Tahun 2020 karena adanya pandemi Covid-19 jumlah wisatawan menurun drastis menjadi 50.000 orang. Penurunan ini terjadi karena adanya pembatasan jumlah pengunjung di setiap objek wisata.
Omzet yang diterima oleh pengelola Desa Wisata Jatiluwih pada tahun ini mencapai Rp 2 miliar. Akibat dari adanya penurunan jumlah pengunjung, jumlah omzet yang diterima juga mengalami penurunan hampir 75%.
Di tahun 2021, pandemi Covid-19 masih menjadi momok dalam pertumbuhan dunia wisata di Indonesia. Hal ini terbukti dari jumlah pengunjung desa wisata ini hanya tercatat sebanyak 80.000 orang wisatawan.
Seiring dengan adanya pemulihan awal dari pandemi Covid-19, jumlah omzet yang diterima mencapai Rp 3,5 miliar. Pendapatan ini kian meningkat seiring dengan bertambahnya kunjungan wisatawan domestik.
Tahun selanjutnya, tepatnya pada tahun 2022 mulai terjadi pemulihan dengan semakin longgarnya aturan pembatasan pengunjung. Hal ini memungkinkan adanya peningkatan jumlah pengunjung secara signifikan menjadi 120.000 orang.
Dalam laporan pertanggungjawaban tahun 2022, Desa Wisata Jatiluwih melaporkan kontribusi hasil tiket masuk untuk masyarakat, seperti petani lokal, yang menunjukkan transparansi dan dukungan terhadap kesejahteraan komunitas sekitar. Ini juga mengindikasikan pengelolaan keuangan yang baik, meskipun angka spesifik omzet tahunan tidak disebutkan secara eksplisit.
Pada tahun ini, kunjungan wisatawan mancanegara menyumbang kontribusi besar dalam pertumbuhan pariwisata Desa Jatiluwih. Omzet yang diterima oleh pengelola Desa Wisata Jatiluwih pada tahun ini mencapai Rp 4,8 miliar.
Upaya pengembangan ke depan termasuk penambahan homestay dan diversifikasi atraksi wisata untuk meningkatkan daya tarik. Pada tahun 2023, rata-rata kunjungan harian mencapai 1.750-2.000 wisatawan, dengan puncaknya pada Hari Raya Galungan mencapai hampir 3.000 pengunjung dalam sehari.

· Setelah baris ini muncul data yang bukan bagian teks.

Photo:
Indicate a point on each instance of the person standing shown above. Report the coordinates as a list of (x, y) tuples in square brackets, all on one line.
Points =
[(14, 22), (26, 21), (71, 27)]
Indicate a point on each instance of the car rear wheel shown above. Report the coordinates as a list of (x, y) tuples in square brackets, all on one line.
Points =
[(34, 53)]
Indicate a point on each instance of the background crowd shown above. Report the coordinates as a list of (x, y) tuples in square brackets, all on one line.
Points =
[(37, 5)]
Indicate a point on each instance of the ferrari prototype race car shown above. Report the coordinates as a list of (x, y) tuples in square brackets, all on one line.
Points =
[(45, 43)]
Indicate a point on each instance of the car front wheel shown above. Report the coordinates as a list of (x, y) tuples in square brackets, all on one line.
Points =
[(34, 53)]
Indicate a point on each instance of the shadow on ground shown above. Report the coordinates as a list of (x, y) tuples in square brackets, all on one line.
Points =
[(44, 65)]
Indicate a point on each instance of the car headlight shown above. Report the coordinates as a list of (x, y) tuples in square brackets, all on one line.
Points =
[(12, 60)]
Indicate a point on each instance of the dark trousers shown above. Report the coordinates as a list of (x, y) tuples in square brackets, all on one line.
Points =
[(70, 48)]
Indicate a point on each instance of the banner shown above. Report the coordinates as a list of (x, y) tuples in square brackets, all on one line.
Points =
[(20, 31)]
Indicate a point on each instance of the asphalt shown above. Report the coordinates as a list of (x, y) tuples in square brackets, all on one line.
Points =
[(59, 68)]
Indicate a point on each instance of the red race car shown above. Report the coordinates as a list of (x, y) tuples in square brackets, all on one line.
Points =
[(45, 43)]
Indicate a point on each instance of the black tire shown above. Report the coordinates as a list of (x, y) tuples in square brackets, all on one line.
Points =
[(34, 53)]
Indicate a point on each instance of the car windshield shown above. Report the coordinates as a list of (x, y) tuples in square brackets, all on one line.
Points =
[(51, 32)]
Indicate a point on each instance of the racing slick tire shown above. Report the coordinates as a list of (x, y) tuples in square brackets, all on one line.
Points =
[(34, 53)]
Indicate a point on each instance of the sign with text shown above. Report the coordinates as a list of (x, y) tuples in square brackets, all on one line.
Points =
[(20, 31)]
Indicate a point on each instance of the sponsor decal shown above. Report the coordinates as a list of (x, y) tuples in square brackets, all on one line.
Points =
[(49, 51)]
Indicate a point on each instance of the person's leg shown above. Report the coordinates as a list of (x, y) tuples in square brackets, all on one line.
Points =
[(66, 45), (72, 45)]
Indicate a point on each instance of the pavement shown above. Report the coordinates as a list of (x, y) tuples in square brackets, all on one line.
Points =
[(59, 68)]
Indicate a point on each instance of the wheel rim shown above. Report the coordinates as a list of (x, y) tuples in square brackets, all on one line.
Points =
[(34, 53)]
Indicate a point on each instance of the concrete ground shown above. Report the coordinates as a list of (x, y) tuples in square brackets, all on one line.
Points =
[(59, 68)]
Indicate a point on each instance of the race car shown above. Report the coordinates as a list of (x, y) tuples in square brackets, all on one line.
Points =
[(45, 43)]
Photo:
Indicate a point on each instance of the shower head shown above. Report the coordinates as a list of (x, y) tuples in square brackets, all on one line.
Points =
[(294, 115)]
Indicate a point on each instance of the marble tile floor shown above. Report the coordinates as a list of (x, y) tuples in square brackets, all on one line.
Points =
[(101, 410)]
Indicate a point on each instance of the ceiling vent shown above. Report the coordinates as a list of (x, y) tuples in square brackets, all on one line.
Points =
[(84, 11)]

Total kunjungan wisatawan tahun 2023, Desa Wisata Jatiluwih menerima sekitar 500.000 pengunjung, dengan omzet yang mencapai sekitar Rp 50 miliar. Angka ini menunjukkan peningkatan yang signifikan dibandingkan tahun sebelumnya, yang mencerminkan minat yang semakin besar dari wisatawan baik domestik maupun internasional.